For the past three months, fluctuations in the Philippine peso have
reflected those of the Thai baht. This is not altogether unreasonable,
as the two nations have similar export-based economies, compete in the
same markets and are similarly affected by global events. However,
events in the past week show an overestimation of these similarities
by the financial community as it focuses on short-term patterns rather
than the domestic economies of each country.

>From July to mid-September, the Thai baht depreciated nearly 12
percent, going from around 37 to 41.5 baht to the dollar. The
Philippine peso likewise depreciated, dropping nearly 7 percent, from
about 38.3 to 41.2. The peso not only mirrored the baht’s general
trend, but also mirrored most of the bumps along the way. The baht
dipped in late July, peaked in mid-August, and hit another local peak
in early September. The peso did likewise, always just a day or two
behind. Astute observers caught this pattern and bought and sold the
currencies based on it. These transactions further increased the
synchronicity of the currencies.

Toward the end of September, the two currencies moved almost
simultaneously as the peso became increasingly responsive to the
baht’s fluctuations. Peso traders paid greater attention to influences
on the baht, rather than focusing on the peso and the Philippine
economy.

However, monetary conditions in the two countries were not the same.
The Thai government, no doubt still smarting over the effects of the
baht’s meltdown in 1997, was setting up light currency controls
prohibiting foreign investors from borrowing more than 50 million baht
unless backed by trade or investment activities in Thailand. No such
controls were planned by the Philippine government.

When these controls were imposed on Oct. 5, the baht abruptly reversed
its weeklong trend of appreciation and quickly depreciated, losing
about 2 percent of its value in two days. True to form, the peso made
a similar move and depreciated as well.

Here lies the rub. The baht’s shift was due to an internal monetary
policy decision by the Thai government, a decision that altered
borrowing patterns and purchases of the baht. The peso’s shift was due
in large part to currency traders focused on the baht and ignoring
economic signs in the Philippines. If the baht dropped, they figured
the peso should as well, even though it had no reason to do so. This
logic led to a peso that did not reflect Philippine economic
conditions.

One of the largest economic factors in the Philippines is a debate
over constitutional changes designed to attract foreign investment. We
see no evidence of that debate reflected in peso trading. Philippine
President Joseph Estrada has been advocating the amendment of a
constitutionally mandated limit on foreign investment in the
Philippines. Currently, foreigners are barred from owning land and may
only own up to 40 percent of certain businesses. Estrada’s proposal
would remove many of these restrictions. This is an extremely
emotional issue in the Philippines, dividing the country. The result
of this debate is of course critical for the future of the economy.

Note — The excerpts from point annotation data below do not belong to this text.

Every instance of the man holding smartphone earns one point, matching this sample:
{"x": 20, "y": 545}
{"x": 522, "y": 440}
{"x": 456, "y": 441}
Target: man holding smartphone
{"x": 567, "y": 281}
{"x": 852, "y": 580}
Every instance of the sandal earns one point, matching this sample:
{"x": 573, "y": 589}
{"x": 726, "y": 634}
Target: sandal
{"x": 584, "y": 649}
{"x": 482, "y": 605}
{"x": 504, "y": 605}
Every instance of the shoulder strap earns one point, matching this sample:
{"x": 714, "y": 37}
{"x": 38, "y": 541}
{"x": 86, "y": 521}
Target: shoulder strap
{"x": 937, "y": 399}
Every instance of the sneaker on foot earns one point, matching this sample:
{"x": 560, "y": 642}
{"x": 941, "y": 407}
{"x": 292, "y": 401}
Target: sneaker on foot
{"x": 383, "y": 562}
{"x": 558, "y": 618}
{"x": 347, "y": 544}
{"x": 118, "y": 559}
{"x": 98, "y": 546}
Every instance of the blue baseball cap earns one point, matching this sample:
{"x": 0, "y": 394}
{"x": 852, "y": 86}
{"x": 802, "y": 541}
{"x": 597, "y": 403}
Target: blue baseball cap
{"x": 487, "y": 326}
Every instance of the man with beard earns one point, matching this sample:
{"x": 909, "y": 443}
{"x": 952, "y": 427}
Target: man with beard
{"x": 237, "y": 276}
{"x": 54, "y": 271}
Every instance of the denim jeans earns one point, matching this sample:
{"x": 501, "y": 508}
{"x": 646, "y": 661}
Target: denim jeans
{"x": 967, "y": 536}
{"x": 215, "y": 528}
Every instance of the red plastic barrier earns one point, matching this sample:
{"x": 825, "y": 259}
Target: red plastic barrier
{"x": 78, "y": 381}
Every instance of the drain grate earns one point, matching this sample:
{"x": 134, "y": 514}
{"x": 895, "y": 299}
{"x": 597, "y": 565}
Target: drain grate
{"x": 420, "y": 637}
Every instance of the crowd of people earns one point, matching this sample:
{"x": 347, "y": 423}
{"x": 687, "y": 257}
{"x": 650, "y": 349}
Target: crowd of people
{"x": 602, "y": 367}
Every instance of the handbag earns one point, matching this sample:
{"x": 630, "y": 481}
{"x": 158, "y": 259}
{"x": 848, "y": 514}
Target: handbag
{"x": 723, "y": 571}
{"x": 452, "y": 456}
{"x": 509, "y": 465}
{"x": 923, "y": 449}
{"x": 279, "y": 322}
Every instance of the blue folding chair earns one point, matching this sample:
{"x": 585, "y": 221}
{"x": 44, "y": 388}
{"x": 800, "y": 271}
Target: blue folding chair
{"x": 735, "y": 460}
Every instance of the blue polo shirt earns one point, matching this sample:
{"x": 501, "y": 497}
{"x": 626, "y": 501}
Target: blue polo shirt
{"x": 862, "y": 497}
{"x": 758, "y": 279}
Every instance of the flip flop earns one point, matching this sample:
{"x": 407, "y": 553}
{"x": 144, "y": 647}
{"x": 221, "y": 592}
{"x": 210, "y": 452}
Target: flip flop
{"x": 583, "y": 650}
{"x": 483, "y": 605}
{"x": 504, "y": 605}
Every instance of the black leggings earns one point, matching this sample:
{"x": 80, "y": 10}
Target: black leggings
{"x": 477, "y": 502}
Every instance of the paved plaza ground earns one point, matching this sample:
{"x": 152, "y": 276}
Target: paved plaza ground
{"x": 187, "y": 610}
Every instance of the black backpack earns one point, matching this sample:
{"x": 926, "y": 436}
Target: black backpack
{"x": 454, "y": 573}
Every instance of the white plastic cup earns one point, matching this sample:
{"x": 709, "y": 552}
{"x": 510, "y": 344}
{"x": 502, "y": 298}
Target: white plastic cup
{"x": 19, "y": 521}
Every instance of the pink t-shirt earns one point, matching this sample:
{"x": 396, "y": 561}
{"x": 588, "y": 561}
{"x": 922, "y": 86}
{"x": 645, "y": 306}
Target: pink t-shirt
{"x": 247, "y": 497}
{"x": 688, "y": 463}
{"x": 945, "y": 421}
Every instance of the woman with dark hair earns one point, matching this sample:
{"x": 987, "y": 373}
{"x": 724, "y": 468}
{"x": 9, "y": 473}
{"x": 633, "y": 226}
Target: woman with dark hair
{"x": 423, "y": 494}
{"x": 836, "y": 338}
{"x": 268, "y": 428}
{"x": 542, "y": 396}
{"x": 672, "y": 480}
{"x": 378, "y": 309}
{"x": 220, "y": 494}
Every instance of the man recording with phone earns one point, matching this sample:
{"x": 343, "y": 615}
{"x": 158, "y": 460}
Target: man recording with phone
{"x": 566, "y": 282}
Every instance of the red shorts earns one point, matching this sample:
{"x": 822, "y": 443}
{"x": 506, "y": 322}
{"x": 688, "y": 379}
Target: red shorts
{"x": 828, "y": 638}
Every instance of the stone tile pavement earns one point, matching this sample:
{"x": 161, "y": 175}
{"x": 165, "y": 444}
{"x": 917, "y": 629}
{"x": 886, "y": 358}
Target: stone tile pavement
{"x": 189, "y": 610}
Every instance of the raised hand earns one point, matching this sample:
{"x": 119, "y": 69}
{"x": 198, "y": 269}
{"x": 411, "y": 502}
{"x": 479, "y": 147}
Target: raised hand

In the past week there were two developments in this debate: a legal
attack on the amendment process and a committee formed to expedite
that same process. The peso did not deviate from the baht’s pattern at
either one of those events. Philippine newspapers have not missed the
discrepancy, quoting traders who admit their attention is focused on
the baht.

This behavior is disturbing. While the Philippine and Thai economies
are admittedly similar, they are not integrated. Their currencies
should be traded due to the strengths and weaknesses of their domestic
economies, not due to short-term, self-fulfilling, unsustainable
trends. The short conclusion to draw from this behavior is that their
currency markets have not yet matured since their "recovery" from the
financial crisis. The longer conclusion is a bit more disturbing, and
questions the basis of that recovery.